# Perches or not?



## Jazzman (Dec 15, 2007)

I've just built a new 5' x 10' loft to house my old bird flyers. On each of the end walls ( which is the 5' dimension), I will have 6 nest boxes. On the 10' dimension there is a window which will have a sputnick. The birds will be flying natural, not widowhood. I thought I remembered reading that to encourage nest box possesiveness, there shouldn't be any perches. What do you think?


----------



## Crazy Pete (Nov 13, 2008)

Hi Jazzman

You may not need to build perches yet but when they have young they have to have a perch. Do you have more nest boxes than you have paires?
Dave


----------



## Jazzman (Dec 15, 2007)

Thanks for the reply. I'll be having 11 pairs with 12 boxes available. Each box will be 30" long, 14' high, and 16" deep. All young when weaned will be moved to a different young bird loft.


----------



## Charis (Feb 11, 2007)

I think you need perches.


----------



## MaryOfExeter (Sep 30, 2007)

Yep, definitely need perches. At least one perch per bird. If all they have is nest boxes to roost in, then you'd definitely need a nest box per bird. Perches take up less room, so I would say go with that


----------



## re lee (Jan 4, 2003)

If flying naturel And birds Are paired Nest boxs would be fine. Flying to the perch you just need perches. . I never used perches in the breeding loft. But did not breed from the race birds.


----------



## Jay3 (May 4, 2008)

Well from the birds point of view, you should have the perches as well as boxes. The female normally likes to stay in the box at night, but the male really prefers to be able to go to a perch for the night. They would be much happier with perches added, and it really isn't much more work.


----------



## TerriB (Nov 16, 2003)

Absolutely need perches. In addition to the reasons mentioned, the hens like to use perches early in the courship to take a break from the pressure of their mate.


----------



## Big T (Mar 25, 2008)

If no perches, then a perch in front of the nest box. This alows the male to see and watch while protecting the nest. I have perches but when nesting my males stand just outside or inside the door to the nest. My choice would be perches.


----------



## Guest (Feb 10, 2010)

I wish Renee was here to give her opinion ,she has the coolest lofts and knows her stuff ,maybe look at her loft pictures and go with your gut 
hers her link
http://lovebirdsloft.homestead.com/PAGE1.html


----------



## Jay3 (May 4, 2008)

Renee has both boxes and perches. The birds need another place to perch besides their box.


----------



## Guest (Feb 10, 2010)

Jay3 said:


> Renee has both boxes and perches. The birds need another place to perch besides their box.

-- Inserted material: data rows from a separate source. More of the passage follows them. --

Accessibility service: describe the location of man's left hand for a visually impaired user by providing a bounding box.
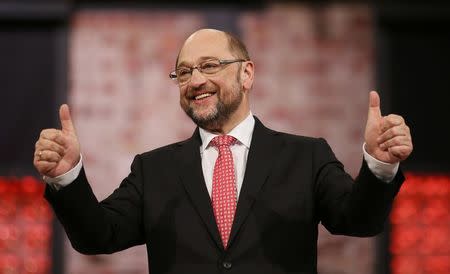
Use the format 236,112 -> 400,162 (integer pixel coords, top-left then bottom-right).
364,91 -> 413,164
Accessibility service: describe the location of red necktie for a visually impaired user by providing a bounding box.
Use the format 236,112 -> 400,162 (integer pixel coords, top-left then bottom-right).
211,135 -> 237,249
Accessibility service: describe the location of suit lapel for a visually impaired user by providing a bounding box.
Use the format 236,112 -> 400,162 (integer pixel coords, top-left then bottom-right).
176,128 -> 223,250
228,117 -> 281,247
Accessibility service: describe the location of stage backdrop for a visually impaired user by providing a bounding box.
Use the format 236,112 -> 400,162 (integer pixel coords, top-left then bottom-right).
65,4 -> 375,274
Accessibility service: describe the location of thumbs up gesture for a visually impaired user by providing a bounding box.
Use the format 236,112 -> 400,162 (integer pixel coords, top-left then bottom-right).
364,91 -> 413,163
33,104 -> 80,178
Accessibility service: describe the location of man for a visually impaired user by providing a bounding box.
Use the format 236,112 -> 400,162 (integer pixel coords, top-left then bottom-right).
34,29 -> 412,274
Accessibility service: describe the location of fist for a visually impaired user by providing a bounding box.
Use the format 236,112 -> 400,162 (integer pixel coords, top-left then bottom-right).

If you look you will notice in Renees loft the only perches in there are in the hen section not the cock/breeding section ,that is in her widowhood house anyways.. not sure how many are in her breeding loft thou ,doesnt look like many.


----------



## Jay3 (May 4, 2008)

What are those to the right?










And I guess they perch on the doorway perch thing at each box. But I've also seen pics where they have a perch that runs the length of some of the boxes. It was in another thread. Not sure if I can find it.


----------



## Jay3 (May 4, 2008)

There ya go. This is a pic of one of her babies sitting on a perch outside a nest box. Isn't he cute?

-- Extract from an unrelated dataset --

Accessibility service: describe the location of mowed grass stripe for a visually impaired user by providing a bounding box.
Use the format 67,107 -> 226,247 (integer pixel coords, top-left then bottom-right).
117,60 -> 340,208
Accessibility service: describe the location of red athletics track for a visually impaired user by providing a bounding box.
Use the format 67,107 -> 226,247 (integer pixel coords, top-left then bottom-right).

If you have pigeons, you need BOTH nest boxes AND perches.


----------



## Guest (Feb 10, 2010)

Jay3 said:


> What are those to the right?
> 
> 
> 
> ...


that is her breeding loft not her widow hood ,look in her widowhood loft and you will see no perches on the walls of the cockbird side.. thats why I wish Renee was here to tell people whats what and why she has it that way.. if this was just for his breeding purposes I would say add perches but he wants it for a racing loft and with motivational purposes.. if you look at most traditional lofts from the uk they rarely use perches in a loft you will only see boxes


----------



## conditionfreak (Jan 11, 2008)

I have been advised by more veteran flyers that you should not use perches in the breeding loft. I had perches there and was advised to remove them

You want the birds to be protective of their nest boxes, and to not build nests on the floor. No perches helps in that regard. I do have large nest boxes seperated and with a perch on the doorway.


----------



## Jay3 (May 4, 2008)

LokotaLoft said:


> that is her breeding loft not her widow hood ,look in her widowhood loft and you will see no perches on the walls of the cockbird side.. thats why I wish Renee was here to tell people whats what and why she has it that way.. if this was just for his breeding purposes I would say add perches but he wants it for a racing loft and with motivational purposes.. if you look at most traditional lofts from the uk they rarely use perches in a loft you will only see boxes


I wasn't aware of that. Why would they only use boxes? I'm sure the birds would prefer a choice. Maybe they just don't care about what the bird would prefer. Why don't you PM her and ask her to come in and give an opinion, or reason why they do it that way. I know they put a lot of time and effort into building theirs. So must be a reason for it.


----------



## Jay3 (May 4, 2008)

conditionfreak said:


> I have been advised by more veteran flyers that you should not use perches in the breeding loft. I had perches there and was advised to remove them
> 
> You want the birds to be protective of their nest boxes, and to not build nests on the floor. No perches helps in that regard. I do have large nest boxes seperated and with a perch on the doorway.


I thought it might have something to do with the fact that if that was the only place to perch, then the male would always be right there to protect the box. Thanks for answering the question. Now we've all learned something new.


----------



## JohnG (Jul 14, 2009)

Your boxs are very nice for bredding. But for young birds go to youtube and look at my young bird perches when you get to youtube type in johnglemser see vidoes


----------



## Jay3 (May 4, 2008)

Thanks for the videos. Interesting. Nice.


----------